These Lavender plants are 5 feet across, and the flowers are in different stages of bloom, depending on how much sun, wind, etc., affect that plant in that area. So, since some of the areas of each plant are in full bloom, and others have only 3-4 flowers, the stems are purposed differently.
If you watch the bees, and notice which areas of the plants they are active on, it is easy. They will show you which parts of the Lavender have the most flowers open! That is another reason I like to cut Lavender with a sickle. I wave the sickle over the plant just above the flowers before reaching in to grab a handful of stems. It warns the bees I am coming in to their area, and I talk to them, too, reminding them there is plenty for us to share. So far, so good. If using the buds dried, i.e., for sachets or in soap, I like to cut the stem when about 3 flowers have opened and the rest remain closed.
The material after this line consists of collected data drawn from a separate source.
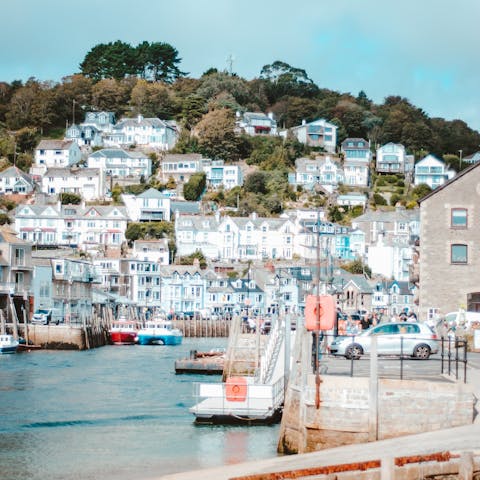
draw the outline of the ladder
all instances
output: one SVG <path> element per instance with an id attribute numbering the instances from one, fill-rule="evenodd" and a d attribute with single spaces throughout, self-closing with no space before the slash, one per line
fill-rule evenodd
<path id="1" fill-rule="evenodd" d="M 272 381 L 273 372 L 277 365 L 279 354 L 285 340 L 285 322 L 278 317 L 269 333 L 267 346 L 257 371 L 256 383 L 267 384 Z"/>

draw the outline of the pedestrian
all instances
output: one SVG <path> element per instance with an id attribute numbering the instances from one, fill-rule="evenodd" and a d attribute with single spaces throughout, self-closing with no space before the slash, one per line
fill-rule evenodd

The reason for that is that the scent is fully developed, but the buds will hold on to the stems pretty well even while hanging in a bunch. Once many flowers are open, the buds are great for Lavender Wands, and with all the buds open, it is perfect for distillation. So though the whole plants look patchy today, there honestly is a reason for my madness. 🙂 I’m not just a bad barber.
Wow! I got 3-5x as much Lavender essential oil over the amounts achieved with the other plants I have distilled. And my kitchen smells like waving Lavender fields.